From budget hotels to shop lots and lifestyle retail, the next 18 months offer rare opportunities for investors looking for income-generating commercial properties.
How Tourism Growth Affects Commercial Real Estate
Tourism contributes significantly to Malaysia’s GDP, and VMY2026 aims to attract over 26 million international visitors. This directly increases demand for:
- Hotels & boutique accommodations
- Retail & F&B outlets
- Tourism-focused commercial properties
- Logistics hubs supporting e-commerce & hospitality
- Mixed-use developments with lifestyle components
As tourist spending increases, commercial rental yields also strengthen, especially in high-traffic zones.
Top Commercial Segments Benefiting from VMY2026
1. Budget & Mid-Range Hotels Seeing Strong Investor Demand
With rising tourism, demand for:
- 2–3 star hotels
- Boutique hotels
- Refurbished shophouse hotels
is increasing across Kuala Lumpur, Penang, Melaka, Kota Kinabalu, and Johor Bahru.
Investors can expect:
- Higher occupancy rates
- Stronger rental income
- Better exit opportunities in 2026–2028
2. F&B Retail Lots Near Tourist & Transit Areas Are in High Demand
Top-performing locations include:
- Bukit Bintang
- Chinatown (Petaling Street)
- KLCC
- Pudu
- Subang Airport vicinity
- George Town (Penang)
- Johor Bahru CIQ zone
Popular tenants: cafes, local cuisine brands, bubble tea chains, convenience stores, and tourism retail.

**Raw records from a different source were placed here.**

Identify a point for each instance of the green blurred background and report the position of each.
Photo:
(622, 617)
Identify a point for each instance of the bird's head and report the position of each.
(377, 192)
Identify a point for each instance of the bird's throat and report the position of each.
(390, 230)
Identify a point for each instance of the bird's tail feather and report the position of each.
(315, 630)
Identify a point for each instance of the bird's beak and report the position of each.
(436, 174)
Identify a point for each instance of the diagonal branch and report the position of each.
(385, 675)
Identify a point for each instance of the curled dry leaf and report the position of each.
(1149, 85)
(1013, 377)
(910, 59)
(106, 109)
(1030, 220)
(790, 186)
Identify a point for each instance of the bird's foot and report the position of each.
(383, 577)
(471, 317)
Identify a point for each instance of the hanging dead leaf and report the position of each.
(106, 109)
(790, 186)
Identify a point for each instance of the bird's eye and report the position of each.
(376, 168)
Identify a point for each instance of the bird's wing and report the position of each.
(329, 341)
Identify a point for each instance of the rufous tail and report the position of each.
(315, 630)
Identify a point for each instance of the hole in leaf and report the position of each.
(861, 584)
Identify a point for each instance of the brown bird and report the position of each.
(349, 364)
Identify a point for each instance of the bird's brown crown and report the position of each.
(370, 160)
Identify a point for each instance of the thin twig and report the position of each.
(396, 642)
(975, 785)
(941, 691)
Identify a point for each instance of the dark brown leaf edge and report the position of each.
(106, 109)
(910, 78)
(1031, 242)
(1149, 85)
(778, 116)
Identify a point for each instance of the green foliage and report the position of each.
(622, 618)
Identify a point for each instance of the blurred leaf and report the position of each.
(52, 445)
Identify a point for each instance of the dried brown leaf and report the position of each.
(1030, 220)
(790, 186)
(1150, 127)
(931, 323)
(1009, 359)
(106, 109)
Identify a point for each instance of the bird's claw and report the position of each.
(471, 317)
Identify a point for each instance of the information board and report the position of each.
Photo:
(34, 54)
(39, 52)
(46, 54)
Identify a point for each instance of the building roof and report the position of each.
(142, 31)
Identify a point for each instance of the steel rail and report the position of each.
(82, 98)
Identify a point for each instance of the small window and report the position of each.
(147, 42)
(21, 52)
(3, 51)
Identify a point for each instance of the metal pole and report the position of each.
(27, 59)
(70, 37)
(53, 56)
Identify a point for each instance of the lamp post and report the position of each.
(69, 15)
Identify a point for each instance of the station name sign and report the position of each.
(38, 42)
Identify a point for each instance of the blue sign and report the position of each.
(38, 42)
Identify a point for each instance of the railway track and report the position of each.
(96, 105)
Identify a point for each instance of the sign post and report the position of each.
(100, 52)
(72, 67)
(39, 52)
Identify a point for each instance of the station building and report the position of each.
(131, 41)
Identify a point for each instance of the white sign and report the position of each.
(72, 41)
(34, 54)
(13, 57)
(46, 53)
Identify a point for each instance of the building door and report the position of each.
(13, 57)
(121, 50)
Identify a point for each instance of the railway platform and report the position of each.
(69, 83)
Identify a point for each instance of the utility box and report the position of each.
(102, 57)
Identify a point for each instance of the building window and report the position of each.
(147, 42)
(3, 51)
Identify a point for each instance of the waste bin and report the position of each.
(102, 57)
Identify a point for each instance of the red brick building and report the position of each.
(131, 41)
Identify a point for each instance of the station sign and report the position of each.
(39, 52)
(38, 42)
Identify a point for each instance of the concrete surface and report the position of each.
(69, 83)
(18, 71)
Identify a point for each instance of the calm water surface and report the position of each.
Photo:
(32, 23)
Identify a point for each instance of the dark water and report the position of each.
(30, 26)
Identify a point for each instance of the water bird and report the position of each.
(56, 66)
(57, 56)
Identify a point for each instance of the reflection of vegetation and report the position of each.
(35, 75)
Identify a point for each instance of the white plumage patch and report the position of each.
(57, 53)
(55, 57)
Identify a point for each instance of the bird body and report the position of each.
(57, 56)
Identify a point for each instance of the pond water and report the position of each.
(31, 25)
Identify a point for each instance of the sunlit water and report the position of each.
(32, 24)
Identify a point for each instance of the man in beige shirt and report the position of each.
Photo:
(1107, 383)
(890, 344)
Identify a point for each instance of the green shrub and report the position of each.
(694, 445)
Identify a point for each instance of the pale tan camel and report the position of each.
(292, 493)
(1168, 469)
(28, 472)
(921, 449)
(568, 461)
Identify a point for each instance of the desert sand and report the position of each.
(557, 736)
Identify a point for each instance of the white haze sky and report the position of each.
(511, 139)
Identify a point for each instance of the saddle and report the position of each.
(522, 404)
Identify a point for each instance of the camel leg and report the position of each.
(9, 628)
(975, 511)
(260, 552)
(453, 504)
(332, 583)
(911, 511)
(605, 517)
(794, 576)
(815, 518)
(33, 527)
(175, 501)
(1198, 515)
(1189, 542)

3. Rise of Lifestyle & Experiential Retail
Tourists today are attracted to destinations with unique lifestyle concepts. Developers and landlords are upgrading retail spaces with:
- Artisan markets
- Pop-up retail zones
- F&B streets
- Cultural-themed environments
- Night economy concepts
These enhancements improve retail property values and encourage strong tenant demand.
4. Logistics & Warehouse Demand Rising Due to Tourism E-Commerce
Tourism increases online demand for Malaysian-made goods such as:
- Local snacks
- Handicrafts
- Retail products
This fuels the need for:
- Urban fulfilment centres
- Cold storage facilities
- Small strata warehouses
Key hotspots include Shah Alam, Puchong, Klang, Seri Kembangan, and Senai.
Commercial Property Hotspots for 2025–2026
Klang Valley
- Bukit Bintang
- Petaling Street
- KLCC
- Pudu
- Cheras
- PJ Section 13
- Subang Jaya
- IOI Resort & Putrajaya
Penang
- George Town heritage zone
- Bayan Lepas
Johor
- JB Sentral & CIQ
- Puteri Harbour
- Mid Valley Southkey
Why Investors Should Enter the Market in 2025
1. Prices Are Still Below 2019 Peak Levels
Many commercial properties remain undervalued, giving buyers strong upside potential.
2. Rentals Are Recovering Strongly
Retail vacancy rates are dropping, and tourism-driven tenants are expanding.
3. High Potential for Capital Appreciation Heading Into 2026
Purchasing in 2025 positions investors for strong growth during the VMY2026 tourism surge.
Conclusion
VMY2026 is a major catalyst for Malaysia’s commercial property sector. Investors who secure assets early—especially in tourist belts, F&B clusters, hotels, and logistics-related commercial properties—are likely to enjoy strong returns in the next 2–3 years.